Similar to former President Trump, who advocated for a “results-oriented” U.S.-China relationship, Blinken’s statement is a preview of the first high-level official contacts between the U.S. and China since the Biden administration took office, not a return to the “meeting for meeting” approach of the past, which focused only on form. The meeting was not a repeat of the old “meeting for meeting” approach.

Blinken calls on China to open door to Xinjiang

According to the weather forecast, the minimum temperature in Anchorage, where Blinken and Sullivan met with Yang Jiechi and Wang Yi, could reach minus 10 degrees Celsius on the 18th day of the meeting, making it difficult for U.S.-China relations to warm up and break the ice.

In addition to reiterating his position that genocide occurred in Xinjiang, Blinken added that he would be sure to tell Wang and Yang that “since China claims that there is no (genocide) happening in Xinjiang, let the international community, the United Nations, be able to visit Xinjiang (completely unrestricted). Since they say there’s nothing to hide, let’s show it to everyone.”

Both House Foreign Affairs Committee Chairman Gregory Meeks, a Democrat, and House Foreign Affairs Committee Ranking Member Michael McCaul, a Republican, referred in their remarks to the various actions of the Chinese Communist Party in the international arena to “profit from the Epidemic,” posing a threat to U.S. national security.

With a high degree of bipartisan consensus in Congress on China, there is little room for the Biden administration to become dovish in its stance on China.

Bo Ming on United Front: Chinese Communist Party’s Threats to U.S. Businesses Move Hard

However, Matt Pottinger, who just stepped down as White House deputy national security adviser, analyzed the “China’s Sharp Power” seminar at the Hoover Institution, a think tank, that before Biden took office, Chinese President Xi Jinping used all his connections and On the other hand, China has never ceased to threaten and entice foreign companies operating in China, expressing and implying that if they want to earn RMB, they should not talk about democracy and human rights values in China.

Bomen said that in the four years of the Trump Administration and the 50 days since the Biden administration took office, he has yet to see any substantive action from Beijing to improve U.S.-China relations. If he were to give the Biden administration a tip, he would suggest that Sullivan and Blinken make sure to stick to the U.S. moral ground of defending human rights when they meet with the Chinese.

“We also have Americans who are being held as hostages in China.
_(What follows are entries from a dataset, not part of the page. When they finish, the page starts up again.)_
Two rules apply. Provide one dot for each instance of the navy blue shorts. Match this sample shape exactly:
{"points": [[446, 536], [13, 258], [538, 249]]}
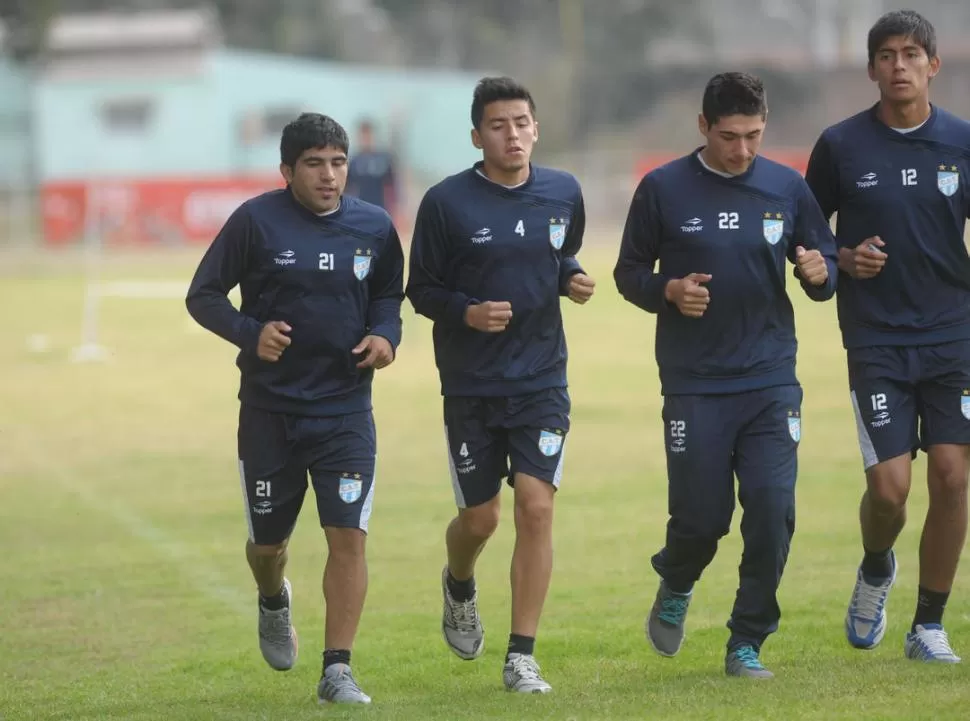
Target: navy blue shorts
{"points": [[710, 439], [276, 454], [909, 398], [490, 439]]}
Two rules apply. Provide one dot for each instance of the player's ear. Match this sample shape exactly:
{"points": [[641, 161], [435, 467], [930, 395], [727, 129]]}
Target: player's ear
{"points": [[702, 124]]}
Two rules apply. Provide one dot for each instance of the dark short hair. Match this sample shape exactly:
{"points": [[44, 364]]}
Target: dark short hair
{"points": [[311, 130], [902, 23], [733, 94], [490, 90]]}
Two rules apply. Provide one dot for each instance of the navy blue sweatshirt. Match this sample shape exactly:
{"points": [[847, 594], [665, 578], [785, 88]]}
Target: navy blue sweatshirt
{"points": [[476, 241], [740, 230], [911, 190], [333, 279]]}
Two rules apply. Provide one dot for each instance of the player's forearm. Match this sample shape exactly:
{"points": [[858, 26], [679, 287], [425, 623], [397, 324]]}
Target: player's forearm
{"points": [[440, 305], [641, 286], [384, 319], [845, 260], [215, 313], [567, 269]]}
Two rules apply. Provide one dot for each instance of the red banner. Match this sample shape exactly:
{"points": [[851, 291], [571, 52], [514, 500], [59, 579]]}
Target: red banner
{"points": [[145, 212]]}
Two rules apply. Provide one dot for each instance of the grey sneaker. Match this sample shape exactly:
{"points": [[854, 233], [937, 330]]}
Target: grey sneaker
{"points": [[929, 642], [865, 621], [744, 661], [337, 685], [665, 624], [521, 674], [460, 624], [277, 637]]}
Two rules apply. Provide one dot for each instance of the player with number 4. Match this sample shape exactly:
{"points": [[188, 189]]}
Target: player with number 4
{"points": [[723, 224], [494, 249], [896, 174]]}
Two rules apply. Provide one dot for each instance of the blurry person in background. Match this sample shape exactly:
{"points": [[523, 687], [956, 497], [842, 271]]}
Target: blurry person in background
{"points": [[372, 176]]}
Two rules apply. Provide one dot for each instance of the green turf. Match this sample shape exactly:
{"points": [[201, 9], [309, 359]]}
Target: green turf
{"points": [[124, 593]]}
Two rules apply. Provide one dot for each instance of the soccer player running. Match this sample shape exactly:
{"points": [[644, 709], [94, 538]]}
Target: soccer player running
{"points": [[493, 250], [723, 222], [321, 278], [896, 174], [371, 174]]}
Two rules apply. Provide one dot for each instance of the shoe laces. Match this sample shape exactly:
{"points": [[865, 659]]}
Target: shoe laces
{"points": [[673, 609], [463, 615], [748, 657], [343, 682], [275, 625], [868, 601], [525, 667], [935, 642]]}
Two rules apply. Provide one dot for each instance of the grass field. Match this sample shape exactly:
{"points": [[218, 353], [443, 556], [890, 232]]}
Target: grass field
{"points": [[124, 593]]}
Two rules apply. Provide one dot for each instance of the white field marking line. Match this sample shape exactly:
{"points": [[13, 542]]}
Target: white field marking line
{"points": [[206, 579]]}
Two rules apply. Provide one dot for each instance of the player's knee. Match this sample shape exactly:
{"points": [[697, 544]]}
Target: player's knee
{"points": [[888, 486], [480, 521], [264, 551], [345, 543], [533, 511], [947, 476]]}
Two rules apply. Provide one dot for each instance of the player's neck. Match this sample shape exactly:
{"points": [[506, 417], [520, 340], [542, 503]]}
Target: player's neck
{"points": [[709, 162], [508, 178], [906, 115]]}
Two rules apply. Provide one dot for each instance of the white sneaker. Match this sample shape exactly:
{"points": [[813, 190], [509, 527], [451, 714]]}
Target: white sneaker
{"points": [[929, 643], [521, 674], [337, 685], [460, 623], [277, 637], [865, 621]]}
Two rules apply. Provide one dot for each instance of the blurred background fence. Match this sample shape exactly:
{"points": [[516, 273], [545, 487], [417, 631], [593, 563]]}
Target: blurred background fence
{"points": [[160, 117]]}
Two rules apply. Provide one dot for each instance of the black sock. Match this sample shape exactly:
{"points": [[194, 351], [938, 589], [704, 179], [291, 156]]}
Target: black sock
{"points": [[524, 645], [929, 607], [335, 655], [274, 603], [460, 590], [877, 564]]}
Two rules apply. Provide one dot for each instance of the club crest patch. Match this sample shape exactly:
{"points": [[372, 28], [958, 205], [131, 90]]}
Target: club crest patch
{"points": [[557, 232], [550, 443], [362, 263], [948, 180], [350, 488], [773, 226]]}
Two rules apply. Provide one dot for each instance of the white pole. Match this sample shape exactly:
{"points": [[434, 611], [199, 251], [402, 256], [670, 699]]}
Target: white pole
{"points": [[90, 350]]}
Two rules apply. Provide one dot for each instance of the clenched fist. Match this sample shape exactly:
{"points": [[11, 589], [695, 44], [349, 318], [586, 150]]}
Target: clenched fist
{"points": [[581, 288], [489, 317], [273, 341], [379, 353], [811, 266], [689, 295]]}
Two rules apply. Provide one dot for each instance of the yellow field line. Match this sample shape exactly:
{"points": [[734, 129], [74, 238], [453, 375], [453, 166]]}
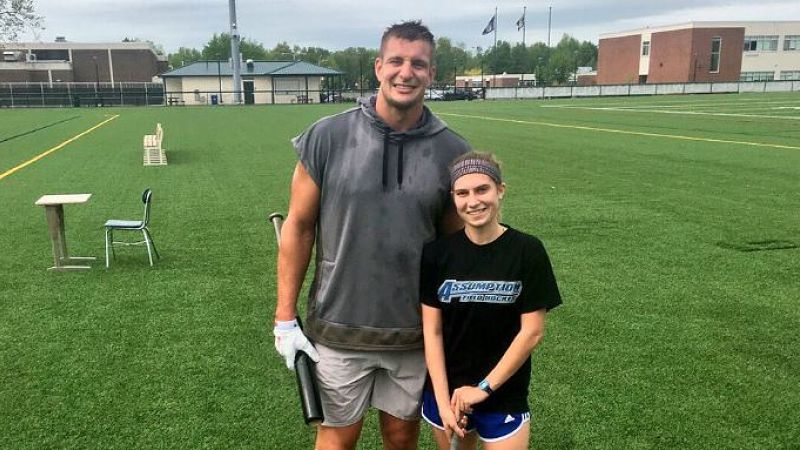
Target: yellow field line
{"points": [[57, 147], [616, 131]]}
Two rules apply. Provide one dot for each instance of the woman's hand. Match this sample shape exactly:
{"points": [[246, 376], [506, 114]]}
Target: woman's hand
{"points": [[452, 424], [464, 397]]}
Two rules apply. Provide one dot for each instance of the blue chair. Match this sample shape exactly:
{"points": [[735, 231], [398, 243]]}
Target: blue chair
{"points": [[132, 225]]}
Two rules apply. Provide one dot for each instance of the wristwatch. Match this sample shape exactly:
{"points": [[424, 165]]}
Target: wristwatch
{"points": [[484, 386]]}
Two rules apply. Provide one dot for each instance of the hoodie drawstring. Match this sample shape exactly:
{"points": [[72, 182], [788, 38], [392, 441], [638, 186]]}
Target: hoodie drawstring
{"points": [[385, 158], [400, 165], [385, 175]]}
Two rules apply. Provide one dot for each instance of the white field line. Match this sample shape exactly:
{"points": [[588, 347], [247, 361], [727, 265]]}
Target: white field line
{"points": [[658, 111], [737, 103], [617, 131]]}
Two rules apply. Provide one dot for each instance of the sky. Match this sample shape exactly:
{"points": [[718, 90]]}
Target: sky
{"points": [[336, 25]]}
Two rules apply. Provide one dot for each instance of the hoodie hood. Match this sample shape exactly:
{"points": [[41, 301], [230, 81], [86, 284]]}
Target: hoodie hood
{"points": [[428, 125]]}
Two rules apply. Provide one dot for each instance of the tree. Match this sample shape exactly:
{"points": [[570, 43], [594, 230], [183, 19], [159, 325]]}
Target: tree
{"points": [[183, 57], [219, 48], [498, 59], [520, 60], [15, 15]]}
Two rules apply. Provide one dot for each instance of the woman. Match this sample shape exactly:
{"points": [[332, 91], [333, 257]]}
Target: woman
{"points": [[485, 292]]}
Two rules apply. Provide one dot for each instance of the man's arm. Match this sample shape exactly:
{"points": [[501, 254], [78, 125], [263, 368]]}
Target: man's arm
{"points": [[297, 239]]}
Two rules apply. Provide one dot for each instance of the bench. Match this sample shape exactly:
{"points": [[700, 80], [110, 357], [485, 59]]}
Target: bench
{"points": [[154, 154]]}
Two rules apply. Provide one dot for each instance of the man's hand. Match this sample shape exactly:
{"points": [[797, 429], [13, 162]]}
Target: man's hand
{"points": [[464, 397], [289, 339]]}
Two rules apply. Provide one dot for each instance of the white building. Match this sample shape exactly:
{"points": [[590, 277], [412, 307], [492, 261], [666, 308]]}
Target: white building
{"points": [[263, 82], [771, 51]]}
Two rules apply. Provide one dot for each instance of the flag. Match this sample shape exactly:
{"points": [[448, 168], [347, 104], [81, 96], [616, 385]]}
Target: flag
{"points": [[491, 25]]}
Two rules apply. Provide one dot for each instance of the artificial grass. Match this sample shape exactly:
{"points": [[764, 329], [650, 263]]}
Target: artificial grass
{"points": [[678, 328]]}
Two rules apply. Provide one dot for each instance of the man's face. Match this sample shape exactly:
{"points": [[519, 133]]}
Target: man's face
{"points": [[404, 70]]}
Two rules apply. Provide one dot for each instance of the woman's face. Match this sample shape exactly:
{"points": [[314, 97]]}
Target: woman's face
{"points": [[477, 199]]}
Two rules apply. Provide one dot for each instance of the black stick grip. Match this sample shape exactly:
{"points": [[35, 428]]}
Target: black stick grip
{"points": [[304, 367], [306, 372]]}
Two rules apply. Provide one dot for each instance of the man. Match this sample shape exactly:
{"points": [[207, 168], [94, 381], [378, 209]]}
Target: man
{"points": [[370, 188]]}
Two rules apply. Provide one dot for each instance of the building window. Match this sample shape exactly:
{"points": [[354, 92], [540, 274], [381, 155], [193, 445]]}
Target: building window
{"points": [[716, 46], [51, 55], [791, 43], [757, 76], [790, 74], [760, 43]]}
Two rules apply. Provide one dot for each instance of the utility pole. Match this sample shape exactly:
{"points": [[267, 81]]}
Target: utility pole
{"points": [[236, 58]]}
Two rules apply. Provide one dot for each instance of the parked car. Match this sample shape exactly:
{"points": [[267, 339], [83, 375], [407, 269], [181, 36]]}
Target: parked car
{"points": [[434, 94], [331, 98], [460, 94]]}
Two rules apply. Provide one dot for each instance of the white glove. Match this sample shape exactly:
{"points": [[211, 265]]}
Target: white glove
{"points": [[289, 339]]}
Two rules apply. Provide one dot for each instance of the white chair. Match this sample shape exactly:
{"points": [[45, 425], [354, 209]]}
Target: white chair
{"points": [[132, 225]]}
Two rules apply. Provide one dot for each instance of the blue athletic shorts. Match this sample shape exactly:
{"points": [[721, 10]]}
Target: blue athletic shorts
{"points": [[491, 426]]}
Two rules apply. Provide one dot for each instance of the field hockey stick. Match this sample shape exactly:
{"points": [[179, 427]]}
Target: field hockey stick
{"points": [[305, 369]]}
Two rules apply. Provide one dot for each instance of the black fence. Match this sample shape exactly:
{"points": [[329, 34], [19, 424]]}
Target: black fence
{"points": [[32, 95]]}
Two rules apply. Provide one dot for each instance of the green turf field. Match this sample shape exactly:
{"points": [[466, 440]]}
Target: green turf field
{"points": [[673, 224]]}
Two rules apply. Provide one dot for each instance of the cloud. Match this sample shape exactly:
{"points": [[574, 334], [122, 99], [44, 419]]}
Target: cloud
{"points": [[350, 23]]}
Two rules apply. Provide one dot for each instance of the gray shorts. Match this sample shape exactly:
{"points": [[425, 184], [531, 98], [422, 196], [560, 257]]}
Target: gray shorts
{"points": [[351, 381]]}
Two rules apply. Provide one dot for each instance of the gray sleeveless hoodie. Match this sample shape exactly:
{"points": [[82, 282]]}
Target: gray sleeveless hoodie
{"points": [[382, 195]]}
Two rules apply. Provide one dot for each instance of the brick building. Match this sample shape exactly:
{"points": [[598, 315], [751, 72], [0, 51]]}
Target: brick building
{"points": [[702, 52], [63, 61]]}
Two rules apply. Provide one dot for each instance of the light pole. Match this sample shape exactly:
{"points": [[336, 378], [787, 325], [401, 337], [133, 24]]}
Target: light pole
{"points": [[96, 81]]}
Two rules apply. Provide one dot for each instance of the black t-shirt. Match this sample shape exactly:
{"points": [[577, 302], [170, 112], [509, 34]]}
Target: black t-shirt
{"points": [[482, 290]]}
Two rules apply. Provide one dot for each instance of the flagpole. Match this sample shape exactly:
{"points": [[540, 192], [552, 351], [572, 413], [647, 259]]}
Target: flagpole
{"points": [[494, 72]]}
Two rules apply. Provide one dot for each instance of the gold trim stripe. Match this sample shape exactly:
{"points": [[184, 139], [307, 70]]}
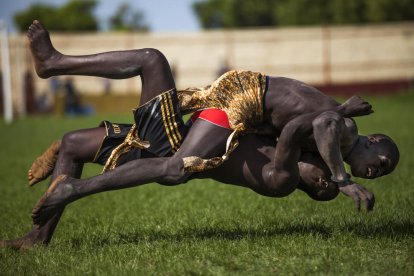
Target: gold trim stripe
{"points": [[174, 125], [171, 121], [167, 130]]}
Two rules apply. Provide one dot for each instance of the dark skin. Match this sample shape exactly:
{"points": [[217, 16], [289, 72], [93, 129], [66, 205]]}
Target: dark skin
{"points": [[285, 101]]}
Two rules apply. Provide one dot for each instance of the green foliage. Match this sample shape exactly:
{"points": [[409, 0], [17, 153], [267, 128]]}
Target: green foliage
{"points": [[75, 15], [254, 13], [207, 228], [126, 19]]}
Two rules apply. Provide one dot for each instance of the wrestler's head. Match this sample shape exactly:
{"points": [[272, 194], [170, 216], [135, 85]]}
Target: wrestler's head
{"points": [[315, 178], [373, 156]]}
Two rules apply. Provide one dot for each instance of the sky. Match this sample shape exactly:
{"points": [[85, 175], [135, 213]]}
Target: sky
{"points": [[160, 15]]}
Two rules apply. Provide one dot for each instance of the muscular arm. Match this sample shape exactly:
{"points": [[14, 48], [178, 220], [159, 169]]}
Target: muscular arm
{"points": [[282, 176], [328, 130]]}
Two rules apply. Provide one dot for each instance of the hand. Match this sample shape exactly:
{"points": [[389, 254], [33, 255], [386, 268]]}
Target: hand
{"points": [[359, 193], [355, 106]]}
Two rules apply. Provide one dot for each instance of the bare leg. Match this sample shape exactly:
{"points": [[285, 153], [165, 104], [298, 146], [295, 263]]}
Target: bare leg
{"points": [[44, 165], [77, 148], [204, 140], [148, 63]]}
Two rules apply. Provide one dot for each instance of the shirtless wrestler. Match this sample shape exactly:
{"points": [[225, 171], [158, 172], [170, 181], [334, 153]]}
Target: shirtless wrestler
{"points": [[285, 99]]}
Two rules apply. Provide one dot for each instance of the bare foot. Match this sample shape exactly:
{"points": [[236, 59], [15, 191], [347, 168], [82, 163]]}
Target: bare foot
{"points": [[42, 49], [43, 166], [57, 196]]}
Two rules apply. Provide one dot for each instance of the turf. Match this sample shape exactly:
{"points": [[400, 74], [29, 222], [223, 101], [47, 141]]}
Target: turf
{"points": [[208, 228]]}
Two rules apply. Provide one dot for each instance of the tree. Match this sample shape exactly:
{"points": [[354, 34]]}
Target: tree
{"points": [[127, 19], [75, 15]]}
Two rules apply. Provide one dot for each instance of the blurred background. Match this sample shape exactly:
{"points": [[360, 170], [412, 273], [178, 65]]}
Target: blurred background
{"points": [[342, 47]]}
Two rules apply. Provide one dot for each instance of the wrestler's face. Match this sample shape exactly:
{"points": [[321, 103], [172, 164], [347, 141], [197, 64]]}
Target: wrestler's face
{"points": [[375, 156], [312, 169]]}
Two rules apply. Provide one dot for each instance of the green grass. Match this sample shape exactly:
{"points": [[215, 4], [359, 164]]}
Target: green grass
{"points": [[208, 228]]}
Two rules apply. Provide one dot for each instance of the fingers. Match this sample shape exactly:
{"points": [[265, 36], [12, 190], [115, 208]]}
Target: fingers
{"points": [[365, 196]]}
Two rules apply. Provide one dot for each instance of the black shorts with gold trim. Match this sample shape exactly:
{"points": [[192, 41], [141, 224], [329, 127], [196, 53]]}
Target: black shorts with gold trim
{"points": [[158, 121]]}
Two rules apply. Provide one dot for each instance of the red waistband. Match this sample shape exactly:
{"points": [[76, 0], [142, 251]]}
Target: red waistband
{"points": [[212, 115]]}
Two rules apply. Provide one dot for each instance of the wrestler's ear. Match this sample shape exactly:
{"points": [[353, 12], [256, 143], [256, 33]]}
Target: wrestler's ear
{"points": [[323, 182]]}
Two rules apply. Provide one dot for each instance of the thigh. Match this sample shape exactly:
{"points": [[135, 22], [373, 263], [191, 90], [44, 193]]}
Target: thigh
{"points": [[156, 75], [205, 140], [82, 145]]}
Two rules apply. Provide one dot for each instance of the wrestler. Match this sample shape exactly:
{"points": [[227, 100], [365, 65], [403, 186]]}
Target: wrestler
{"points": [[245, 167], [284, 100]]}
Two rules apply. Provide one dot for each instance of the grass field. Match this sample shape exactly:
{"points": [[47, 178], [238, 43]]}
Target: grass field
{"points": [[204, 227]]}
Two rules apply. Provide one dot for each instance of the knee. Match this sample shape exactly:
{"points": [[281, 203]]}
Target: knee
{"points": [[69, 144], [175, 173], [154, 56], [282, 191]]}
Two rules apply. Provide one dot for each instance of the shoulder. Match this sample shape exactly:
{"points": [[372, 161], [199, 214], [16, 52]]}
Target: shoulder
{"points": [[350, 133]]}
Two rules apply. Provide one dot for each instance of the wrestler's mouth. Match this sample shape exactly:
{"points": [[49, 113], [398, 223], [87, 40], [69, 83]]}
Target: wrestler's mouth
{"points": [[373, 173]]}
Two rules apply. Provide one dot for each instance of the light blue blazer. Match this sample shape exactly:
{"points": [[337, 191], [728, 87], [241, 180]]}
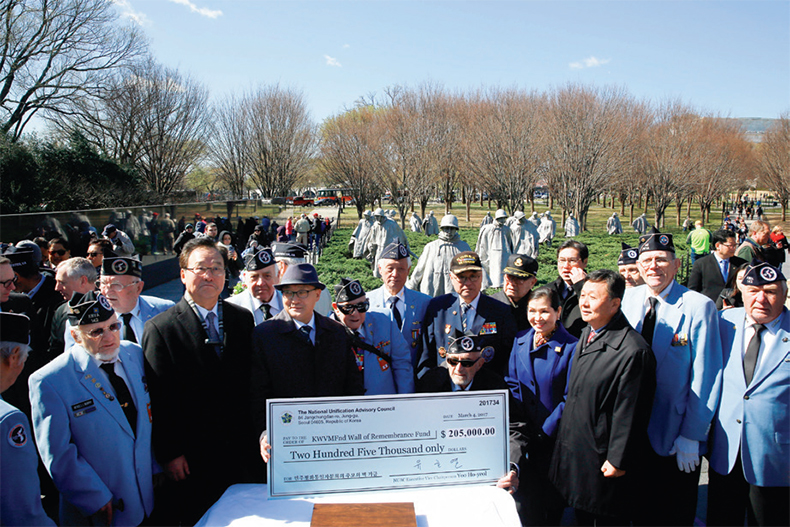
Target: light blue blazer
{"points": [[754, 421], [687, 348], [416, 304], [86, 442]]}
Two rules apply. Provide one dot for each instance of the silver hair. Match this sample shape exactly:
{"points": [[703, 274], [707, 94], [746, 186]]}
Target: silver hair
{"points": [[78, 267], [7, 347]]}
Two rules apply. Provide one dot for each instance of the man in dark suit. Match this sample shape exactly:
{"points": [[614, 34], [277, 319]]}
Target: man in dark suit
{"points": [[198, 362], [299, 352], [711, 272], [603, 431], [469, 312], [571, 264]]}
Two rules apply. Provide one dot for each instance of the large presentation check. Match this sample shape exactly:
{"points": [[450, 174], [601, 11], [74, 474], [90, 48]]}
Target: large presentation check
{"points": [[346, 444]]}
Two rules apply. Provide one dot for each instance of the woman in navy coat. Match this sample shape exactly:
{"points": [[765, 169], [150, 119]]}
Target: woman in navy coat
{"points": [[538, 376]]}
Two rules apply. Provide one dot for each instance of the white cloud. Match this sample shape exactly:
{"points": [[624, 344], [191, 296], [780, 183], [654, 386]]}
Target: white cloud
{"points": [[202, 11], [589, 62], [127, 11]]}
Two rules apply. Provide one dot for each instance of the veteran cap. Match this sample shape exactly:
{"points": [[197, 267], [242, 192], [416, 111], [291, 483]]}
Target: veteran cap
{"points": [[394, 251], [14, 327], [629, 255], [521, 266], [348, 290], [465, 261], [90, 308], [260, 260], [656, 241], [121, 267], [762, 273]]}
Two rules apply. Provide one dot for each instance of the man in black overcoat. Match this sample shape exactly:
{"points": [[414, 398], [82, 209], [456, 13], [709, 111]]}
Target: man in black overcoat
{"points": [[603, 430], [197, 364], [299, 352]]}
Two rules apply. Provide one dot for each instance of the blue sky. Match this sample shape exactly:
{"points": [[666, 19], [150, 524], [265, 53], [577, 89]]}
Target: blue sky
{"points": [[726, 57]]}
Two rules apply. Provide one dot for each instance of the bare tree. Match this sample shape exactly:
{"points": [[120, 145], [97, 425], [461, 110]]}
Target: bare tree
{"points": [[282, 139], [774, 160], [228, 145], [505, 149], [54, 52], [352, 153], [588, 131]]}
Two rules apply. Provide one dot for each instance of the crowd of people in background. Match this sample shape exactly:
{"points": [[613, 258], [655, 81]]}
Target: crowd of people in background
{"points": [[144, 411]]}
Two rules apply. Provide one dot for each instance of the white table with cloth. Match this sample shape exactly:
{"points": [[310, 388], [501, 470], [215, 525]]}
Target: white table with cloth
{"points": [[455, 506]]}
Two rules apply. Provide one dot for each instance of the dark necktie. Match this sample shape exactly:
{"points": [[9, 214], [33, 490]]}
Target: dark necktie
{"points": [[750, 357], [305, 330], [122, 394], [213, 334], [128, 332], [395, 312], [649, 324]]}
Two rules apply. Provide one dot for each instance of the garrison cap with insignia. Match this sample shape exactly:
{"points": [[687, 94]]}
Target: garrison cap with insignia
{"points": [[762, 273], [629, 255], [347, 290], [656, 241], [14, 327], [90, 308], [394, 251], [289, 250], [260, 260], [521, 266], [465, 261], [121, 266]]}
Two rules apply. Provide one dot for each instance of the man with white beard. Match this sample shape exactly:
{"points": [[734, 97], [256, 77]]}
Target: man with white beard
{"points": [[432, 273], [384, 232], [494, 246], [525, 236]]}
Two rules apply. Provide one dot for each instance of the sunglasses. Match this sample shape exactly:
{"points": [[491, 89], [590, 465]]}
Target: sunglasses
{"points": [[7, 283], [98, 332], [466, 363], [347, 309]]}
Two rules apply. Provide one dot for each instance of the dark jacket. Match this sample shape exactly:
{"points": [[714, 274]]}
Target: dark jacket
{"points": [[286, 365], [706, 276], [443, 319], [610, 396]]}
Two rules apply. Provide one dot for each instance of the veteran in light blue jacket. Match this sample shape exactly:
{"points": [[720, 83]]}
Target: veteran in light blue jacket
{"points": [[406, 305], [380, 351], [92, 420], [682, 328], [750, 437]]}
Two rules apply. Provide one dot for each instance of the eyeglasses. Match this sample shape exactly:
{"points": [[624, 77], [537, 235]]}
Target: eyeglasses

None of them have committed a crime, but they are trapped in China and barred from leaving the country; and, I would also suggest that we need to speak up for two Canadian citizens who are not considered to have committed any crime at all, or are just misdemeanors.” said Bomin, who currently serves as a visiting scholar at the Hoover Institution.

Booming noted that China’s human rights atrocities in Xinjiang, its strangulation of the rule of law in Hong Kong, and its ambition to violate Taiwan by force are always presented as red lines, repeatedly ignoring the concerns of the international community.

Because Australia first called for an investigation into the origin of the epidemic, China sanctioned Australia through trade means and gave Australia 14 warnings. Booming said that countries, including the United States, should also make their own 14-point wish list when engaging with China, clearly telling China that if these issues are not actually addressed, “there is no way to engage” and that the United States and China do not need to “meet for the sake of meeting”.